The thing with the MG/YA divide, Marcia -- one question - is there an MG section anywhere? In our library, in most libraries, there is a Teen Zone or a YA section, but never anything for the 'tween kids. Their books are lumped in with the chapter books and easy reader. Something for librarians to think about since I know a certain 'tween (and all her friends) who won't go to that section because it's "...like so baby."
I'm wondering if that's just here???
Love the post and Emma's answer! :)
I completely agree with your daughter. Dreams are crazy TV to keep us occupied when we're doing nothing but sleeping.
Here in the U.K., all sorts of things end up in the 'Teenage Lit' section. (They don't know what MG and YA mean.) Every library and book store seems to have a different idea about what books people from 13 through 20 want to read too. In the same section, I've found Sweet Valley Twins, books by Meg Roskoff and Mark Haddon, and Nancy Drew.

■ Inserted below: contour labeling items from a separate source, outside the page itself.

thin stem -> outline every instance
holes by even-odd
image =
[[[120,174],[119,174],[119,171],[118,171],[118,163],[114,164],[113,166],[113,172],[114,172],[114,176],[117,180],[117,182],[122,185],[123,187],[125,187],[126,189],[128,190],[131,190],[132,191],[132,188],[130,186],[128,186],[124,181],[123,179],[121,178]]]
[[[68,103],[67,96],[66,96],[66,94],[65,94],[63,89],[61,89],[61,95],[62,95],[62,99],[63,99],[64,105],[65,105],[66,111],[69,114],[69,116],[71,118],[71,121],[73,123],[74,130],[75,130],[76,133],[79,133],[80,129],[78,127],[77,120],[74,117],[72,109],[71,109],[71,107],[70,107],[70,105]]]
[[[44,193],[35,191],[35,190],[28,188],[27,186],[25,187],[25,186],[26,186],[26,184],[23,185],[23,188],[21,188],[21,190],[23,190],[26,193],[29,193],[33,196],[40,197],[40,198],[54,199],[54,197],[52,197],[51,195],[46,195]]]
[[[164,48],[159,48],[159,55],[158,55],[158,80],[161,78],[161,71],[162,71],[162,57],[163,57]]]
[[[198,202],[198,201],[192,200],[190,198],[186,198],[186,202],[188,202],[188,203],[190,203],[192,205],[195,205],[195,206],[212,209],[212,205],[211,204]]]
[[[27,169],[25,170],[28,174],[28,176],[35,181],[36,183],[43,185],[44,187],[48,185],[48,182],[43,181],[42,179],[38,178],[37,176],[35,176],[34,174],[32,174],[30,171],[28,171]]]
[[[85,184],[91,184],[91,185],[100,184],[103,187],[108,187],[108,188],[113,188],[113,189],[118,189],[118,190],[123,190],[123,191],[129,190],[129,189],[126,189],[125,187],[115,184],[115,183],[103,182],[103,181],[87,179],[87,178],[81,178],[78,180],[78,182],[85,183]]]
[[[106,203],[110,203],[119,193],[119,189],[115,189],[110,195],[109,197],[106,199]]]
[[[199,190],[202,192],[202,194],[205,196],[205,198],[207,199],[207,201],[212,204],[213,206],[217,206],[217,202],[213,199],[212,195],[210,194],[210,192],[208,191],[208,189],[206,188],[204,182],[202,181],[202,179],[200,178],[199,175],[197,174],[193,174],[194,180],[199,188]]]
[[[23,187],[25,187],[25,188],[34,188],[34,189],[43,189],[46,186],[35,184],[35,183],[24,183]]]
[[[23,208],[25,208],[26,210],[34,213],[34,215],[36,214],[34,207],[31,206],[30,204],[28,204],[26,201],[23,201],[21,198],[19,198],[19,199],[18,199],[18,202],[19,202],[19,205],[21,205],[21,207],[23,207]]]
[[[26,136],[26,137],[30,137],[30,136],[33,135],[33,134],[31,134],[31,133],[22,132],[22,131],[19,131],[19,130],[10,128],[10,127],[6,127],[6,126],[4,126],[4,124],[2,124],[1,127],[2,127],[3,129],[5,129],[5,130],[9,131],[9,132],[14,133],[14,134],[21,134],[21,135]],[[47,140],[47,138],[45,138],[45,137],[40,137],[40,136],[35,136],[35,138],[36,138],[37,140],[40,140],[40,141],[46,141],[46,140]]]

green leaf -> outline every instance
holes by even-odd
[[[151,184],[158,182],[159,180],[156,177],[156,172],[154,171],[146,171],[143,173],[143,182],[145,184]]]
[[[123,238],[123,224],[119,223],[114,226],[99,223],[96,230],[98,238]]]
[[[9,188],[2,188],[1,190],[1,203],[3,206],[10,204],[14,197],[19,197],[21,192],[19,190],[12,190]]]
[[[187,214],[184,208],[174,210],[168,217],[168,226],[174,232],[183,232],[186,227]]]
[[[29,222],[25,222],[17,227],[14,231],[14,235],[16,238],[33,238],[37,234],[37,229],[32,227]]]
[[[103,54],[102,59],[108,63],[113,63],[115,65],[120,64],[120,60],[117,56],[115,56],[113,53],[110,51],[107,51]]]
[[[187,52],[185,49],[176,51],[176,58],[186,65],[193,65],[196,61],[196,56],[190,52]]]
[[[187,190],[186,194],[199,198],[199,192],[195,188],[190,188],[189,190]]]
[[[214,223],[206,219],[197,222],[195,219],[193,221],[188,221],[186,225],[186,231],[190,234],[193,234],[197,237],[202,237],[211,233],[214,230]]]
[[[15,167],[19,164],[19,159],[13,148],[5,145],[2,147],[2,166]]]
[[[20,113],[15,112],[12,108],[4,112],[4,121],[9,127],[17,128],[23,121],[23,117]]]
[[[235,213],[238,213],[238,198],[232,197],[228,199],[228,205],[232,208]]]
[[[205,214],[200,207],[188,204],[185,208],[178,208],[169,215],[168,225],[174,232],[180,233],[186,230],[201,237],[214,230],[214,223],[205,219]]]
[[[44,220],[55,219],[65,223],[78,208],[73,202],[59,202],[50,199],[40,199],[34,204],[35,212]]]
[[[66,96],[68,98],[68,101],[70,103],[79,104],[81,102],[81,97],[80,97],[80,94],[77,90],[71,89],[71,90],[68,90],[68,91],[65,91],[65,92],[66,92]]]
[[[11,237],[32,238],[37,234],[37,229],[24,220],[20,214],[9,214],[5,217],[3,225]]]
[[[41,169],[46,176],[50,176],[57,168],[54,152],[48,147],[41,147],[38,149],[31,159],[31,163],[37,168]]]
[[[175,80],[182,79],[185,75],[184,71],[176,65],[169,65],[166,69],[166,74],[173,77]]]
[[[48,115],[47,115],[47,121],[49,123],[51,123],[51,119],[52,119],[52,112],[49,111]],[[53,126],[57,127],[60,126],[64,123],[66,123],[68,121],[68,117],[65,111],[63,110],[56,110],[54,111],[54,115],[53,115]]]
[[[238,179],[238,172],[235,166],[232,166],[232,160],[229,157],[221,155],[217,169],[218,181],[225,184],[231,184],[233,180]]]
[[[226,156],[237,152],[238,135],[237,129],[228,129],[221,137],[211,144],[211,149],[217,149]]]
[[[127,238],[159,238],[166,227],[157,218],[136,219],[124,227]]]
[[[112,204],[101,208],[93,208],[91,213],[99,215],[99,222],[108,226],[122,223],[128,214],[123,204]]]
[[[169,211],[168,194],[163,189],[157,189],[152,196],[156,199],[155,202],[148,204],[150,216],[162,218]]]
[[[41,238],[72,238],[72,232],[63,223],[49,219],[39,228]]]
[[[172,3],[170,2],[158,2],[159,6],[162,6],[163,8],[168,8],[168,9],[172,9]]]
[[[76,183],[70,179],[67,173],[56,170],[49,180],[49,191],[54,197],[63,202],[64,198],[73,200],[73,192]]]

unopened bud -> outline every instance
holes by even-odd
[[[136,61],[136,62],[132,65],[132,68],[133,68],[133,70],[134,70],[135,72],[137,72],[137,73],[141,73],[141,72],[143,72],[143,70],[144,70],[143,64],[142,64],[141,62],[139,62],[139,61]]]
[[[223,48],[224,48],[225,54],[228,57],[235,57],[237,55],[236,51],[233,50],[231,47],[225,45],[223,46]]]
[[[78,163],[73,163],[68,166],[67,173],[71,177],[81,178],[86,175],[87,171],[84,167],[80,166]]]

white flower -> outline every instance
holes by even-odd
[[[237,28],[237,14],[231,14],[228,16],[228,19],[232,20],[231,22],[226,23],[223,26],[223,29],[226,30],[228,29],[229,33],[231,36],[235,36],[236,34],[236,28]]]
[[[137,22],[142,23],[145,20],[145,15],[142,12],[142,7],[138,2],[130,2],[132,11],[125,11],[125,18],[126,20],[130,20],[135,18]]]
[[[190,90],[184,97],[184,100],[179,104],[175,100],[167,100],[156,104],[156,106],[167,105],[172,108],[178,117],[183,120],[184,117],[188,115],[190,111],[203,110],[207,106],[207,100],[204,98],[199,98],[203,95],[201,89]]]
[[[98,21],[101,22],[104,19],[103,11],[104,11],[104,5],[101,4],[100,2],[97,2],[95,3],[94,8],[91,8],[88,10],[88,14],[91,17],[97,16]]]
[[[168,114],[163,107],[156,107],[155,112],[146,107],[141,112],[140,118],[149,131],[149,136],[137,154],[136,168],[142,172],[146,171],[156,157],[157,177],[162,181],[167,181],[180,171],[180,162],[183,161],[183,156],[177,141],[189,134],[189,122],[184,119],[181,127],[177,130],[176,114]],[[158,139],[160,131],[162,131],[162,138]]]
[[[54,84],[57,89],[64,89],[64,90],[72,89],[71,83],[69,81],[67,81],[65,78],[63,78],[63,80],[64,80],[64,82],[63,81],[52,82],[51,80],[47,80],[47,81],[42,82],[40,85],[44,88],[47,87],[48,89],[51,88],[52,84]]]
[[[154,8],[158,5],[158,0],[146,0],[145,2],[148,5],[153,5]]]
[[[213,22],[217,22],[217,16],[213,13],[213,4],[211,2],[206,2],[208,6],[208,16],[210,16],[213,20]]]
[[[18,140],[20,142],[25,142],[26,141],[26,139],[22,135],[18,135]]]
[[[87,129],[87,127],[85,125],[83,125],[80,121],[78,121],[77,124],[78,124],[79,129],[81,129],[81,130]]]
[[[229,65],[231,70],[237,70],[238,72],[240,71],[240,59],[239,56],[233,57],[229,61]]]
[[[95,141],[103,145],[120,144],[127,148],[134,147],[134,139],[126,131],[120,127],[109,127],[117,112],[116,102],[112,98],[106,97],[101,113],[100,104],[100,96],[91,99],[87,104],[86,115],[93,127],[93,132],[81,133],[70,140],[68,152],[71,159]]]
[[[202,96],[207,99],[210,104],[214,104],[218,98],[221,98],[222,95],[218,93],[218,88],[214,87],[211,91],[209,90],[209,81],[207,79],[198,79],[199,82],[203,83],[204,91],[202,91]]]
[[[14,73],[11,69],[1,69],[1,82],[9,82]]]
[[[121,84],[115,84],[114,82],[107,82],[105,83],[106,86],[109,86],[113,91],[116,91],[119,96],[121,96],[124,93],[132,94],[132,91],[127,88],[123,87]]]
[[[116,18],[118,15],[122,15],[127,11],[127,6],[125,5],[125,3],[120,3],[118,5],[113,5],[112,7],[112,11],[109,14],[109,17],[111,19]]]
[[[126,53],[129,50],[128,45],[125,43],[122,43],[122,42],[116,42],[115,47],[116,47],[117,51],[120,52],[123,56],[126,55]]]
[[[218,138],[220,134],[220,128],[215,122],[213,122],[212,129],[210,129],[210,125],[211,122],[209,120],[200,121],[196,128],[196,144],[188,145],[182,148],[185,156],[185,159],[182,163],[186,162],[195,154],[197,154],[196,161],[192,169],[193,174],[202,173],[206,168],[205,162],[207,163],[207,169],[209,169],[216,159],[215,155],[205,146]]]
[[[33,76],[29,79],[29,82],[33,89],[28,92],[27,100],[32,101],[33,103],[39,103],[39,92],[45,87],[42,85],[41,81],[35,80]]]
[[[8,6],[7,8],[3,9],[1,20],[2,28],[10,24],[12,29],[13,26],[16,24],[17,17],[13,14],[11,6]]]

I'm glad my kids are out of the tweens stage - it was so difficult to find appropriate reading then. And I'm impressed you had feathers handy to jazz up that boring report!
Thanks, Glynis! Emma is in that precise margin of going from kid to 'tween, so she's got some interesting theories on life...
It's not that much different here, Mary. Everything seems lumped in one big sort of adolescent soup even though we pretend to separate them out.
Oh yes, Adrienne. We have lots of feathers in this house, glitter, sequins and shiny stars. Unfortunately, a lot of that stuff is in the kitchen and sometimes...well, you know.
I see the MG and YA divide in bookstores, but I can't recall what libraries have.
I like to look at perfect houses too, but I know I'll never have one. I'm more of a writer than a housekeeper, and my cats destroy everything.